Sommet Arabe et Al-Qods au cœur de la visite au Maroc de Abdallah II de Jordanie

La préparation de l’ordre du jour du prochain sommet arabe prévu à Amman le 29 mars, les tentatives israéliennes de judaïsation d’Al-Qods et le projet américain de transférer l’ambassade US de Tel Aviv à la ville sainte, ont été les principaux sujets à l’ordre du jour des entretiens politiques entre les Rois Mohammed VI et Abdallah II de Jordanie, entre autres sujets brûlants de l’heure tels la situation en Syrie, le dossier irakien, la crise libyenne et la guerre au Yémen.

Pour les pays arabes, le transfert de l’ambassade américaine de Tel-Aviv vers Al-Qods constitue une agression manifeste du droit international, la Charte de l’ONU et les résolutions du Conseil de Sécurité, et une menace grave pour la paix et la sécurité dans la région et contribuerait à l’implosion de la solution à deux États.

Car le statut d’Al-Qods est un seuil critique du conflit israélo-arabe qui, s’il est modifié ou violé par l’administration Trump, entraînerait toute la région dans l’inconnu, la Jordanie en tête, d’où l’importance de la visite de Abdallah II au Maroc, lequel était accompagné de son cousin le Prince Ghazi Bin Mohammad Bin Talal, son Premier conseiller pour les Affaires religieuses et culturelles.

La communauté internationale ne reconnaît pas Al-Qods comme la capitale d’Israël. C’est pourquoi toutes les ambassades se trouvent à Tel-Aviv. En revanche, le Congrès américain avait voté en 1995 le transfert de la sienne dans la ville sainte, mais laissé cette possibilité à la discrétion des présidents, ce que Donald Trump a décidé d’activer.

Pour garantir le statu quo de la ville et défendre ses intérêts, la sixième réunion de l’Organisation de la conférence islamique, tenue à Jeddah en 1975 a décidé la création du Comité Al-Qods avec pour objectifs :

  1. D’étudier l’évolution de la situation à Al-Qods
  2. De suivre l’exécution des résolutions adoptées par la Conférence Islamique à ce sujet
  3. De suivre les résolutions sur la ville sainte adoptées par les différentes instances internationales 4. De prendre contact avec les autres organismes internationaux susceptibles d’aider à la sauvegarde de Jérusalem
  4. De présenter des propositions aux Etats membres et à tous les organismes intéressés concernant les démarches à entreprendre pour assurer l’exécution de ces résolutions et faire face aux situations et/menaces nouvelles.

L’année d’après, en 1976, la 10ème Conférence islamique tenue à Fès a décidé de placer le Comité d’Al-Qods sous la présidence personnelle du Roi Hassan II.

Au même titre que le Maroc, la Jordanie est également et officiellement gardienne des lieux saints musulmans d’Al-Qods à travers :

  1. Un accord tacite de 1924, selon lequel la Jordanie est la gardienne des lieux saints de la ville
  2. Depuis les accords d’armistice de 1949, la Jordanie contrôle le Waqf, nomme le Grand Mufti de’Al-Qods et paie les fonctionnaires du Waqf
  3. En juin 1967, Israël occupe Al-Qods mais le général Moshe Dayan ministre de la Défense de l’Etat hébreux, confie l’administration des lieux saints musulmans à la Jordanie ce qui a constitué la base du statu quo qui prévaut aujourd’hui sur l’Esplanade des Mosquées.

D’ailleurs, lors des négociations de paix entre Israéliens et Jordaniens en 1994, la déclaration de Washington qui s’en est suivie stipule qu’«Israël respecte le rôle du Royaume hachémite de Jordanie dans les lieux saints musulmans d’[Al-Qods]».

En voulant transférer l’ambassade américaine de Tel-Aviv à Al-Qods, Donald Trump menace justement ce statu quo.

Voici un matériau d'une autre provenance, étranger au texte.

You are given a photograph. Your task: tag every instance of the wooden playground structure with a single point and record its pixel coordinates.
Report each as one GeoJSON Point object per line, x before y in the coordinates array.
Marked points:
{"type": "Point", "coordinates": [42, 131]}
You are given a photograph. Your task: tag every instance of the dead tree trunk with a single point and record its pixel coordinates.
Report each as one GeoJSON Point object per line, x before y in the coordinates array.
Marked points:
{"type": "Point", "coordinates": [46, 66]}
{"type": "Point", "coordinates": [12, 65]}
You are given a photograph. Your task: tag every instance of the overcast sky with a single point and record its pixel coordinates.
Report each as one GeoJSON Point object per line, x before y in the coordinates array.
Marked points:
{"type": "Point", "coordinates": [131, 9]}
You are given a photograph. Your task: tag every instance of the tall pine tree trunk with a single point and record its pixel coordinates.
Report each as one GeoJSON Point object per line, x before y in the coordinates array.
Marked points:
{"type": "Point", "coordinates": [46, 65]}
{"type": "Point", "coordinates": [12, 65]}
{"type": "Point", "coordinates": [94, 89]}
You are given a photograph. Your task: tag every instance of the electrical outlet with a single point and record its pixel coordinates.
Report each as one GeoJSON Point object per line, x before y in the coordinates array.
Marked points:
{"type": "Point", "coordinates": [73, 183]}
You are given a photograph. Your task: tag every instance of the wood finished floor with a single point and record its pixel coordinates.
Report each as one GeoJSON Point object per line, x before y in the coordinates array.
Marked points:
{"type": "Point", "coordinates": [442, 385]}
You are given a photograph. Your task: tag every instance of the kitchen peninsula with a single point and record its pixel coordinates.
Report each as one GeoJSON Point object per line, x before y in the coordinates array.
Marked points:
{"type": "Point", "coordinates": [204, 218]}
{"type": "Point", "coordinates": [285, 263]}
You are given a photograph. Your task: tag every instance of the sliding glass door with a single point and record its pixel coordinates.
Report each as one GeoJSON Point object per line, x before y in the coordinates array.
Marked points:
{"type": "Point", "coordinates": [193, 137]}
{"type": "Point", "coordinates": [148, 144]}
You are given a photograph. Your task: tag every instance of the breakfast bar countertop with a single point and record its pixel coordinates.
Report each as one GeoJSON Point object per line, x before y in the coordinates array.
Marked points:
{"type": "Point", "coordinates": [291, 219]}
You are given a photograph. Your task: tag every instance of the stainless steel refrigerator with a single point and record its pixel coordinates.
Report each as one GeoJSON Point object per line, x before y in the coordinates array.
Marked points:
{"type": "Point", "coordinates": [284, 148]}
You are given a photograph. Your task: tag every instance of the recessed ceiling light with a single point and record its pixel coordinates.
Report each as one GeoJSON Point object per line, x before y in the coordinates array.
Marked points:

Et en se réunissant d’urgence à Rabat à moins d’une semaine du Sommet arabe, le Roi Mohammed VI et Abdallah II envoient un message clair à la Communauté internationale selon lequel toute précipitation ou tout empressement non réfléchi sur ce dossier pourraient avoir des conséquences dramatiques : les situations en Irak, en Syrie, en Libye et au Yémen en sont les illustrations concrètes. Il est donc fort probable que Mohammed VI prenne part personnellement à ce Sommet crucial qui déterminera, concrètement, l’avenir à très court terme d’une région déjà au bord du gouffre et qui risque carrément un embrasement total voire une implosion de ses systèmes en place s’il n’est pas mis fin aux folles velléités de Trump & Co.